On the final day of April and National Poetry Month 2012, here is an acknowledgement of American poet, professor and activist, Carolyn Forche. A friend of mine (thank you, Carla) introduced me to Ms. Forche’s poetry with her 1981 book of poems, The Country Between Us. It was Ms. Forche’s second book of poems and features poetry where, during Forche’s travels to the country of El Salvator in the late 1970s, a civil war happened to be erupting there. These poems about El Salvator reflect a third world experience that is both enlightening and horrifying. The poem “The Colonel” is one of the best known poems from The Country Between Us.
WHAT YOU HAVE HEARD is true. I was in his house. His wife carried
a tray of coffee and sugar. His daughter filed her nails, his son went
out for the night. There were daily papers, pet dogs, a pistol on the
cushion beside him. The moon swung bare on its black cord over
the house. On the television was a cop show. It was in English.
Broken bottles were embedded in the walls around the house to
scoop the kneecaps from a man’s legs or cut his hands to lace. On
the windows there were gratings like those in liquor stores. We had
dinner, rack of lamb, good wine, a gold bell was on the table for
calling the maid. The maid brought green mangoes, salt, a type of
bread. I was asked how I enjoyed the country. There was a brief
commercial in Spanish. His wife took everything away. There was
some talk then of how difficult it had become to govern. The parrot
said hello on the terrace. The colonel told it to shut up, and pushed
himself from the table. My friend said to me with his eyes: say
nothing. The colonel returned with a sack used to bring groceries
home. He spilled many human ears on the table. They were like
dried peach halves. There is no other way to say this. He took one
of them in his hands, shook it in our faces, dropped it into a water
glass. It came alive there. I am tired of fooling around he said. As
for the rights of anyone, tell your people they can go fuck them-
selves. He swept the ears to the floor with his arm and held the last
of his wine in the air. Something for your poetry, no? he said. Some
of the ears on the floor caught this scrap of his voice. Some of the
ears on the floor were pressed to the ground.

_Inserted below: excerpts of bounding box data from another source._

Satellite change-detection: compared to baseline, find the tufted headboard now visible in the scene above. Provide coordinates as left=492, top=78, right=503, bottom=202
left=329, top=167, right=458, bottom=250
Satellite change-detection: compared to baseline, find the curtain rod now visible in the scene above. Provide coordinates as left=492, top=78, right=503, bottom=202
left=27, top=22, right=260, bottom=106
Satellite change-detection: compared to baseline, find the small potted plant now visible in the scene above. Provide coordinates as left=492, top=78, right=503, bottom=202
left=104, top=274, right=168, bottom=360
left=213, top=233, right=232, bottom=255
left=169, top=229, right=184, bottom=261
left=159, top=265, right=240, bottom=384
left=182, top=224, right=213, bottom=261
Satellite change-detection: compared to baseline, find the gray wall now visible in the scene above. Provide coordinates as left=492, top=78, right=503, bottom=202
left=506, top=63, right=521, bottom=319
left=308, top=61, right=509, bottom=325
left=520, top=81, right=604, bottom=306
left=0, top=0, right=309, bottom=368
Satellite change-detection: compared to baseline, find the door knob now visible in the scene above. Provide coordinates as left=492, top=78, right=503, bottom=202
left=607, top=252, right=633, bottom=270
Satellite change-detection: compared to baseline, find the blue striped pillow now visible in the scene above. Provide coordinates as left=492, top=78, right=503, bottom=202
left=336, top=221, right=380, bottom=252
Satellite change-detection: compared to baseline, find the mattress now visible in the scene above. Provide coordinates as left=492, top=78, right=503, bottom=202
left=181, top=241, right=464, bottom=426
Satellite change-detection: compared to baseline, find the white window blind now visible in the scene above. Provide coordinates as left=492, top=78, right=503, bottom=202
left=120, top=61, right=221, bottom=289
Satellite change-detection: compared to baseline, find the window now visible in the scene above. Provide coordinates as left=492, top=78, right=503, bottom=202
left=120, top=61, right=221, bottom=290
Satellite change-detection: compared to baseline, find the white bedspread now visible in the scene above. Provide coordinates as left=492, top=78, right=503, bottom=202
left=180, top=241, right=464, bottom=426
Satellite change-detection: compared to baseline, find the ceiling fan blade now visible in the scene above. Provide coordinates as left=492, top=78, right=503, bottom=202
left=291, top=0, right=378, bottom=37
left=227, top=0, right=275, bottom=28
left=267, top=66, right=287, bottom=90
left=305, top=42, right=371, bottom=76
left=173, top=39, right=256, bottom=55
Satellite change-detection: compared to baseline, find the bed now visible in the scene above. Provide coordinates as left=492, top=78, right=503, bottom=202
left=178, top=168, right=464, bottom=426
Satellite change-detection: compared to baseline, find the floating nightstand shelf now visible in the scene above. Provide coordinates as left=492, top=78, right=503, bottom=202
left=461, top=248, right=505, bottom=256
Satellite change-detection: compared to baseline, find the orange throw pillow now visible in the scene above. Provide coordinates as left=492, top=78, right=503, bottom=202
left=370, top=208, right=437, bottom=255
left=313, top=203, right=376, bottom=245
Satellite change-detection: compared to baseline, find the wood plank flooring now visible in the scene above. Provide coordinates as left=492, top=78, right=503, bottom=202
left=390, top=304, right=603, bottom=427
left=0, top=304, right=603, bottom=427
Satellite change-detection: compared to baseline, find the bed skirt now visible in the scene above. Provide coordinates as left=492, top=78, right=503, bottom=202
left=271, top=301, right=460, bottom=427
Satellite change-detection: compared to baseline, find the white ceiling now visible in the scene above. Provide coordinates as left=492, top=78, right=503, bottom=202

Ms. Forche has gone on to publish additional books of poetry, The Angel of History (1994) and Blue Hour (2003), along with a well received anthology Against Forgetting: Twentieth Century Poetry of Witness. Forche has said of this anthology and political poetry “we are accustomed to rather easy categories: we distinguish between “personal” and “political” poems…The distinction…gives the political realm too much and too little scope; at the same time, it renders the personal too important and not important enough. If we give up the dimension of the personal, we risk relinquishing one of the power sites of resistance. The celebration of the personal, however, can indicate a myopia, an inability to see how larger structures of the economy and the state circumscribe, if not determine, the fragile realm of the individual.”
Normally I would shy away from exploring political poetry, however reading The Country Between Us was really an eye opener. It’s also interesting for me that 30 years after this book of poems was published I, myself, am living in a U.S. city where many of the residents have immigrated in recent years from countries in Central America.